RAM vs CPU specs for a photo editing Linux laptop

Hi,

I’m looking to upgrade my old laptop, with 8GB soldered RAM, to something more capable for image processing.

My workflow at the moment is digikam for sorting images and light editing of JPG files, and rawtherapee for more involved processing. I started with GIMP, but I find I use it less as I get more comfortable with RT.

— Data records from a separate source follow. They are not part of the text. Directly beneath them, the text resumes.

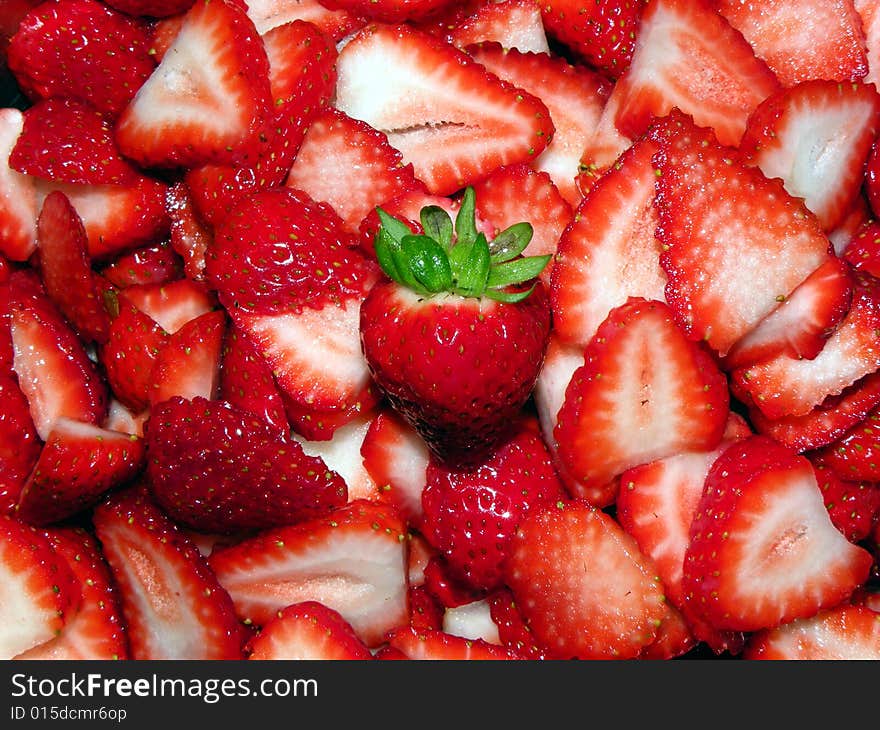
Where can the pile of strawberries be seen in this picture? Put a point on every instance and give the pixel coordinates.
(414, 329)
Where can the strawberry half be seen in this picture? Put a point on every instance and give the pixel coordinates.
(39, 590)
(217, 469)
(582, 585)
(763, 550)
(308, 630)
(735, 243)
(206, 99)
(174, 608)
(78, 464)
(97, 630)
(449, 117)
(353, 561)
(644, 392)
(61, 49)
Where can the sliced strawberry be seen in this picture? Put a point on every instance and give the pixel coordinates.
(853, 505)
(246, 381)
(802, 40)
(40, 592)
(174, 608)
(442, 646)
(62, 46)
(171, 304)
(116, 217)
(78, 464)
(68, 140)
(130, 354)
(20, 443)
(188, 364)
(582, 585)
(841, 633)
(687, 56)
(302, 76)
(511, 23)
(53, 368)
(735, 242)
(352, 561)
(157, 263)
(783, 386)
(862, 251)
(217, 469)
(205, 101)
(574, 95)
(349, 165)
(449, 117)
(801, 325)
(826, 422)
(763, 550)
(341, 452)
(396, 457)
(602, 34)
(97, 630)
(515, 193)
(18, 214)
(609, 252)
(643, 393)
(268, 14)
(471, 513)
(66, 270)
(816, 137)
(308, 630)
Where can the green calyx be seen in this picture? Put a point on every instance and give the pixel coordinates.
(455, 257)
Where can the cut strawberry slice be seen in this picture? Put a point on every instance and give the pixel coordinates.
(783, 386)
(816, 137)
(643, 393)
(217, 469)
(97, 630)
(763, 550)
(516, 193)
(18, 216)
(53, 368)
(396, 457)
(449, 117)
(687, 56)
(206, 99)
(61, 49)
(735, 243)
(188, 364)
(351, 166)
(582, 585)
(69, 140)
(817, 39)
(353, 561)
(174, 608)
(78, 464)
(66, 270)
(574, 95)
(40, 593)
(801, 325)
(841, 633)
(442, 646)
(609, 252)
(308, 630)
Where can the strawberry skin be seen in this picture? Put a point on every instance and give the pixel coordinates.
(443, 365)
(173, 606)
(763, 550)
(471, 513)
(215, 468)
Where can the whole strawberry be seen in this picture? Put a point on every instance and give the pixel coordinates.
(454, 338)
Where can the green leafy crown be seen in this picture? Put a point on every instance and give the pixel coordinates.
(455, 257)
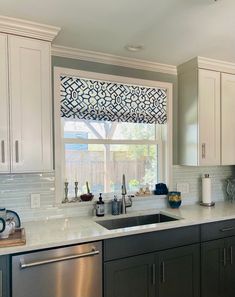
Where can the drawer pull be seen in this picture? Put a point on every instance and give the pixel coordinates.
(231, 255)
(224, 256)
(163, 272)
(17, 150)
(3, 151)
(203, 151)
(24, 265)
(227, 229)
(153, 274)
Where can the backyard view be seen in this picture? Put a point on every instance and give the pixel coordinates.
(100, 152)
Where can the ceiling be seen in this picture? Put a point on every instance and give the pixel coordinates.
(171, 31)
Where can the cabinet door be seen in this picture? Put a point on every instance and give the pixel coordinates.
(130, 277)
(30, 104)
(4, 277)
(227, 119)
(4, 107)
(179, 272)
(229, 286)
(209, 117)
(213, 263)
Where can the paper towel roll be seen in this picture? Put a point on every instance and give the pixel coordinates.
(206, 189)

The hardware bottleneck for me is digikam, which can take a while to render thumbnails for a large folder of files, and often ‘freezes’ for 10s of seconds while updating the database, adding a large number of tags, etc. It’s barely usable on my 8GB laptop, but ok on my work laptop with 16GB.

The computer I’m looking at has 16GB of RAM, upgradable to 48GB.

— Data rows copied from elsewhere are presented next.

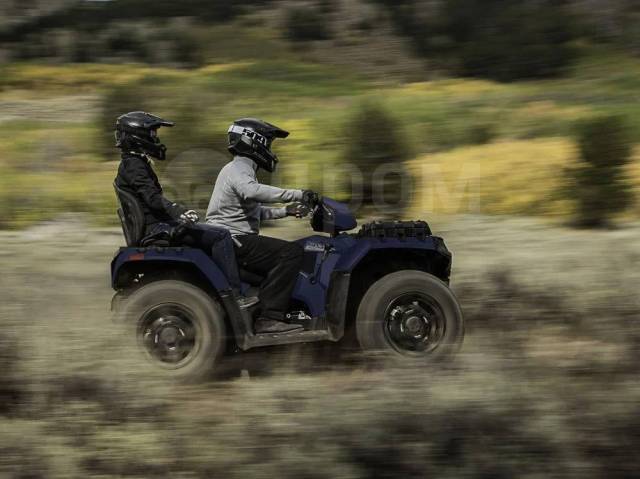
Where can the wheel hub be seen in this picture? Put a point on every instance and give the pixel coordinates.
(168, 336)
(413, 325)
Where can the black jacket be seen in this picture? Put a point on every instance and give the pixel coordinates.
(136, 176)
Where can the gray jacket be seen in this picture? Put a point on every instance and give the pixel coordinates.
(236, 202)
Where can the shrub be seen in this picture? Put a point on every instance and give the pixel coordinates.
(378, 149)
(306, 23)
(598, 184)
(12, 386)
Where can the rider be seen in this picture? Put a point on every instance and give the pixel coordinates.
(236, 204)
(137, 138)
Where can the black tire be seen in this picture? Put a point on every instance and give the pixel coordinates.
(382, 317)
(180, 311)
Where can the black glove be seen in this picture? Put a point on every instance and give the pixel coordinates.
(190, 216)
(310, 198)
(297, 209)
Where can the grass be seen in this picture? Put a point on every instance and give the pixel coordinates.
(548, 370)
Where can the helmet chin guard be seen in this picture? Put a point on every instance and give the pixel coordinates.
(252, 138)
(137, 132)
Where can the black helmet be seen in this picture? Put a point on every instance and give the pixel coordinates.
(252, 138)
(137, 132)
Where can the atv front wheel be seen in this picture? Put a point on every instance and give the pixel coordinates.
(178, 327)
(410, 314)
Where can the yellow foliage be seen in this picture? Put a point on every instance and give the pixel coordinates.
(509, 177)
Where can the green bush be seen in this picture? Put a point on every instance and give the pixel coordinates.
(598, 183)
(306, 23)
(377, 149)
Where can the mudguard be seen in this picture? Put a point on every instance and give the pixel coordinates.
(126, 257)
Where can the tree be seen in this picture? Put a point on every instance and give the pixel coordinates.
(377, 149)
(598, 184)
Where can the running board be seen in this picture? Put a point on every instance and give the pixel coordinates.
(271, 339)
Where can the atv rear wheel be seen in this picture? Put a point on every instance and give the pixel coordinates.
(410, 314)
(178, 327)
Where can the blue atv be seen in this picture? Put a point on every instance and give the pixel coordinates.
(386, 285)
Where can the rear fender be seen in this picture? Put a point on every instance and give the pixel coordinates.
(431, 246)
(149, 259)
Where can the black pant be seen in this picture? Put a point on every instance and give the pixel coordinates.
(217, 243)
(279, 262)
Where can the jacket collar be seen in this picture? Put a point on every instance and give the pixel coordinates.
(246, 160)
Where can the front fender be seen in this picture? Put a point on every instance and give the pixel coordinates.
(150, 258)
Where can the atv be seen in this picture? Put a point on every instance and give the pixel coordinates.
(386, 285)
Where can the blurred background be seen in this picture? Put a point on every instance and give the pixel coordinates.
(513, 127)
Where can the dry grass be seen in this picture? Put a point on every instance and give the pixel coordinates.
(545, 385)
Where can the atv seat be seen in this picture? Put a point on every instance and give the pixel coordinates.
(250, 278)
(131, 216)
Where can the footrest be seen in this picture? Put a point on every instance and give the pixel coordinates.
(273, 339)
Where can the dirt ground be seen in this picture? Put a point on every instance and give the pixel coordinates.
(545, 385)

  • My question is, is RAM the primary bottleneck, or are other specs important too?

The laptop in question is a refurbished Thinkpad T14, AMD Ryzen 5 Pro 4650U (6 cores), 256GB SSD. Based on my experience editing images on my work laptop, which is very similar in specs, I’m thinking this machine, with an additional 16GB of ram (32GB total) should be a reasonable upgrade, but I’m not sure how important the CPU specs are.

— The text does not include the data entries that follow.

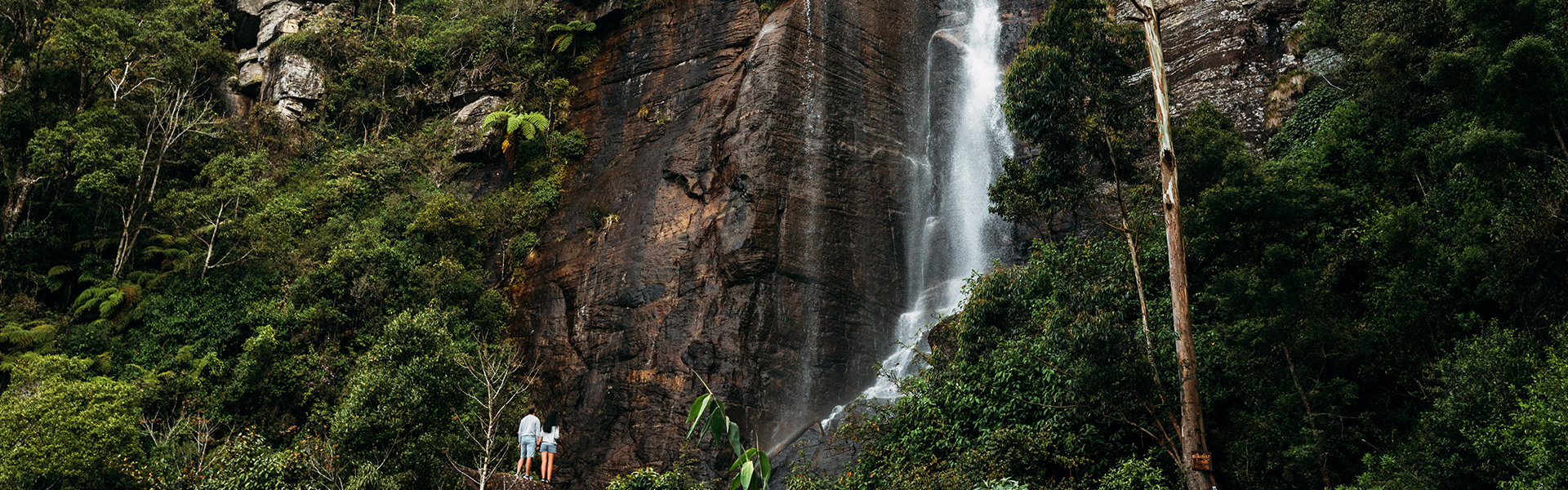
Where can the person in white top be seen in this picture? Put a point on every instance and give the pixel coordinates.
(548, 435)
(528, 437)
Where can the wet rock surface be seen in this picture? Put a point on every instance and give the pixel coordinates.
(753, 170)
(1230, 54)
(739, 216)
(289, 82)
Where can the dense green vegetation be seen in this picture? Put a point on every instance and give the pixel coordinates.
(199, 301)
(190, 299)
(1379, 294)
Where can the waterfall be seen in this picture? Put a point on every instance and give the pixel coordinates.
(951, 231)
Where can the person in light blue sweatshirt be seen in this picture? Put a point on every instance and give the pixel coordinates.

I’ll run Debian Linux on it, and use an external monitor for any serious editing so the screen isn’t that critical to me (it is 1920 x 1080). My images are on an external USB 3.0 HD with USB-B micro superspeed connector.

I think that CPU is fast enough, and I’d guess that the 8GB of ram was your bottle neck, or the disk of none t was a slow ssd or HDD.

Can you run didigkam on your current laptop and monitor the ram/CPU/disk usage? That should tell you a lot.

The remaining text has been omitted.